Aims To explore whether the rhetoric regarding children and young people being involved in healthcare decisions about them is reflected in reality.
Methods This paper will report on a study that compared what is said in relation to children’s involvement in healthcare decision-making within policy documents and professional guidelines (the rhetoric) with the results of research relating to children’s involvement in decision-making in the healthcare setting (the reality). Sociological theories of childhood will be used to explain why the reality does not match the rhetoric.
Results Children’s right to be involved in decision-making in the healthcare setting is apparent in English policy documents. However, this is not the case in professional guidelines or always the reality in practice. The prevailing viewpoint in relation to children’s participation in decision-making appears to be parentalist or protectionist.
Children, on the whole, are considered in need of protection and so are not able to make decisions relating to their care. This could be related to how society views children generally. Children are seen as becomings rather than human beings. There is evidence that the social world is generationed and that children are not given agency in this context. In relation to children’s participation in decision-making in the healthcare setting it appears that the rhetoric does not match the reality.

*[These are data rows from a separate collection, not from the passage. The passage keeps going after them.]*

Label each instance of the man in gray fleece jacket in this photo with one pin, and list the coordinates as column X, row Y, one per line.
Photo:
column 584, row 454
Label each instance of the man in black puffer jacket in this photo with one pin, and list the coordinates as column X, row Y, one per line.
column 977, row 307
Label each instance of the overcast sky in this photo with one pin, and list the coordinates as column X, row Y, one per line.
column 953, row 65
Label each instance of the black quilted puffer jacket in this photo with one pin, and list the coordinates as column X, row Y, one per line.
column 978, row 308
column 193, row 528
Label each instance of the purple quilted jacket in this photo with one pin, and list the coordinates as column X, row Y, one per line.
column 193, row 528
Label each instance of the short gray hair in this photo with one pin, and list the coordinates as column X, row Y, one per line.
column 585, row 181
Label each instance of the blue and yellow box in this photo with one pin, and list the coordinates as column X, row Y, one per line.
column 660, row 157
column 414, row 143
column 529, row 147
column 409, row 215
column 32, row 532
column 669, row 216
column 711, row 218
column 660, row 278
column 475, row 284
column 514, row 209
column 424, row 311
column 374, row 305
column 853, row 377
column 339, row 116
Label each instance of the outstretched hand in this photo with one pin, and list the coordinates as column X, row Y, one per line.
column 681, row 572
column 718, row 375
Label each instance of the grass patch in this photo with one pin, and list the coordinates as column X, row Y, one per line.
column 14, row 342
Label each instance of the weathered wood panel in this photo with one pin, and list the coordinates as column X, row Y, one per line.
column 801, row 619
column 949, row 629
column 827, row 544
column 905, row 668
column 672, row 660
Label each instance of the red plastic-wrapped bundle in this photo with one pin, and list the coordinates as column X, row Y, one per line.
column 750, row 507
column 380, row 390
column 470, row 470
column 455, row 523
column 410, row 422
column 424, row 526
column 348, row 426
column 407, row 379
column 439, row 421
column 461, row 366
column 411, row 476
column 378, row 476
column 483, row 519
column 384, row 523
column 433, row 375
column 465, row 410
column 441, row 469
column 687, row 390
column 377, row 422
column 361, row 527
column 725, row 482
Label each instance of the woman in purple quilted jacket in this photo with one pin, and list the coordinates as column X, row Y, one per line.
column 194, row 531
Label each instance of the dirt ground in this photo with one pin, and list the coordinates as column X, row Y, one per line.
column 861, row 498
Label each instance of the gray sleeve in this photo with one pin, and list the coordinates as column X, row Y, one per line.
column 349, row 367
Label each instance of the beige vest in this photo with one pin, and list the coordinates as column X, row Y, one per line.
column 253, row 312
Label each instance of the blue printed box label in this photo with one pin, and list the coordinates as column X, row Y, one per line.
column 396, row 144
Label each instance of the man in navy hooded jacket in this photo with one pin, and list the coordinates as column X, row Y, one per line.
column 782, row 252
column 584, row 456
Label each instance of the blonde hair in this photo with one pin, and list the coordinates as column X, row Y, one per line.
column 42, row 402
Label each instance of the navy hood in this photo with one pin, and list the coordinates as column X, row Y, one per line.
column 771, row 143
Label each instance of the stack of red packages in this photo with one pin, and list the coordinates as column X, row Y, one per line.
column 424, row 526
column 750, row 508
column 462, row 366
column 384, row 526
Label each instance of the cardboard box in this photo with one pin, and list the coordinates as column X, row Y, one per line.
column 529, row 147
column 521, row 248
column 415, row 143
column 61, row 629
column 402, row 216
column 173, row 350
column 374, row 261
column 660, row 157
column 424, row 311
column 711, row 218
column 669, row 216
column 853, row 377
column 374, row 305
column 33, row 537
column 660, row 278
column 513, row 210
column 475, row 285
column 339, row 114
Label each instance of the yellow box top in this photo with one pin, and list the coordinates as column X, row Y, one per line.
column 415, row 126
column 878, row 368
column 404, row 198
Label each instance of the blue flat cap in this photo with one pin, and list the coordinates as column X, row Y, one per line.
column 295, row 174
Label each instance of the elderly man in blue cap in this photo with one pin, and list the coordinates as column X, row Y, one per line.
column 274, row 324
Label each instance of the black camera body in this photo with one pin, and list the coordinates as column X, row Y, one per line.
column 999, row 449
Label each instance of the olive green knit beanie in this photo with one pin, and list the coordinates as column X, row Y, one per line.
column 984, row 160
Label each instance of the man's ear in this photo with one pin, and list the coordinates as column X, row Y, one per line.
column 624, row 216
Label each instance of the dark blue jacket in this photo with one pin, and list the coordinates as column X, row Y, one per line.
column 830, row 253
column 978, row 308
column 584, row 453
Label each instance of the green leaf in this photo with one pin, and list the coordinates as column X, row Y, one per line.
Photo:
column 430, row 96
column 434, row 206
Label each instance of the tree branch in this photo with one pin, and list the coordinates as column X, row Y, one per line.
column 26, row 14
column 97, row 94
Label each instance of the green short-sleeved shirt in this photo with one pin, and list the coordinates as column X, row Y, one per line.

Conclusion Over a quarter of a century after the ratification of the United Nations Convention on the Rights of the Child (UNCRC 1989) children and young people’s voices still do not appear to be consistently heard in relation to decisions about their healthcare. Strategies need to be found to challenge Society’s prevailing view of children as being in need of protection so that it becomes easier, and more acceptable, for them to be involved in decisions about their own healthcare.